Succinyl-CoA synthetase/SUCLA2 was found to interact and co-localize with GLS, which acted as a critical succinylation regulator to remove the succinyl-group from GLS-K311. Upon H2O2 stimulation, p38 is triggered to phosphorylate SUCLA2 at S79, which promotes the dissociation of SUCLA2 from GLS, leading to an increase of local succinyl-CoA levels in close proximity to GLS and ultimately promoting GLS succinylation/polymerization (Additional file 1: Fig. S1). In the experiments, precise quantification of the succinyl-CoA level in mitochondria will better support this conclusion. In addition, whether p38 translocates into the mitochondria for SUCLA2 phosphorylation remains to be further elucidated. Moreover, they found that K311-succinylation of GLS promoted glutamine metabolism, leading to the production of nicotinamide adenine dinucleotide phosphate (NADPH) and GSH, which were essential to offset reactive oxygen species (ROS)-cytotoxicity (Additional file 1: Fig. S1). In addition, analyses of clinical samples revealed that SUCLA2-S79 phosphorylation and GLS-K311 succinylation levels were positively correlated with each other and were also positively correlated with the clinical stage and poor prognosis of patients with PDAC.

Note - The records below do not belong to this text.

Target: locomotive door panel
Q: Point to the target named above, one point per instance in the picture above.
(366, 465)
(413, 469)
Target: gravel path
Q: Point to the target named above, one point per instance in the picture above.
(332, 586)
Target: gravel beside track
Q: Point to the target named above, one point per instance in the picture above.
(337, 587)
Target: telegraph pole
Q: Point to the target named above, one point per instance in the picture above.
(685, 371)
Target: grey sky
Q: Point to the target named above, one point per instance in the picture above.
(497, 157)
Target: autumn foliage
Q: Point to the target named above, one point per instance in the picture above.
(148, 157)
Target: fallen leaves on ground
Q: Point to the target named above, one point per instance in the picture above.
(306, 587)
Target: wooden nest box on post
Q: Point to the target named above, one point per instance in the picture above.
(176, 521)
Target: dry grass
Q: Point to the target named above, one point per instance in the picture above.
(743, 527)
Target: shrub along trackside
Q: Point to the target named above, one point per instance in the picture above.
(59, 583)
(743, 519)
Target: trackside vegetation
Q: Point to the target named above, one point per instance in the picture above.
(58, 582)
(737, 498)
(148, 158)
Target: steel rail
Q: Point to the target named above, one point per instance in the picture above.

Increased TCA metabolites in mitochondria, including α-ketoglutarate and succinic acid, have been shown to proceed with novel post-translational modifications on lysine (Additional file 1: Fig. S1). As observed in PDAC, the interplay between post-translational modifications results in the activation of p38-SUCLA2-GLS-NADPH-GSH signaling, which contributes to cancer survival and drug-resistance. More efforts are needed to develop dual-target inhibitors of SUCLA2-S79 and GLS-K311 for clinical cancer therapy, which has the potential to lower therapeutic dosages and avoid drug resistance.

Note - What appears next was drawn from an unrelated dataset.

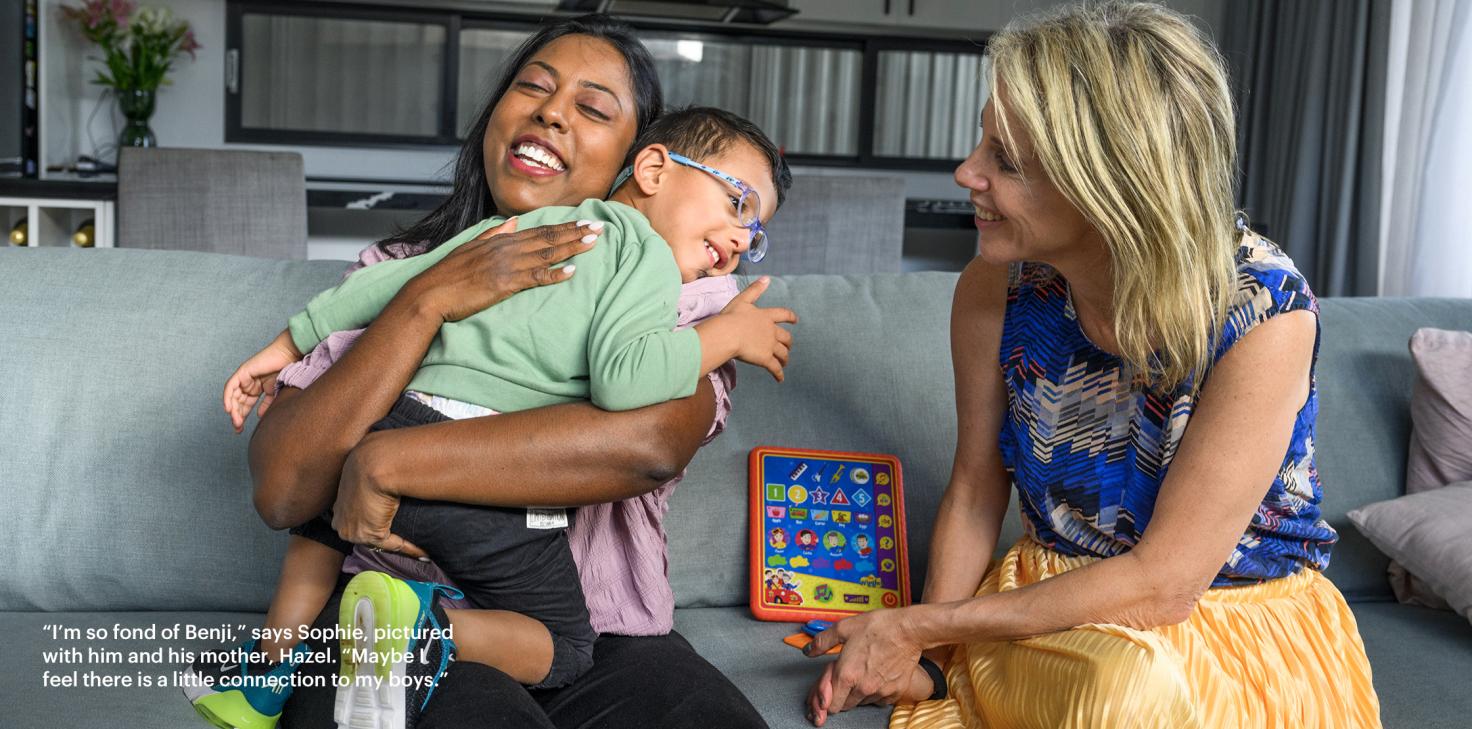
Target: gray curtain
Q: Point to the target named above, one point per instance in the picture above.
(1310, 78)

Additional file 1. Fig. S1: Mechanism of GLS succinylation against cellular oxidative stress in cancer. GLS is highly expressed in cancer, which is regulated upstream by c-Jun, that directly binds to the GLS promoter region. GLS can interact and colocalize with SUCLA2 in mitochondria. Upon oxidative stress, SUCLA2 phosphorylated by p38 dissociates from GLS, resulting in enhanced GLS succinylation and activity. Activated GLS increases glutaminolysis and then supplies α-ketoglutarate to TCA cycle, which is subsequently metabolized to succinyl-CoA. Succinyl-CoA-dependent GLS succinylation leads to increased production of NADPH and GSH, which neutralize ROS induced by oxidative stress and promotes tumor growth. GLS glutaminase, SUCLA2 succinate-CoA ligase ADP-forming subunit β, CoA coenzyme, TCA tricarboxylic acid, NADPH nicotinamide adenine dinucleotide phosphate, NADP+ oxidized form of NADPH, GSH glutathione, GSSG glutathione disulfide, ROS reactive oxygen species, P phosphate group, Succ succinylate group.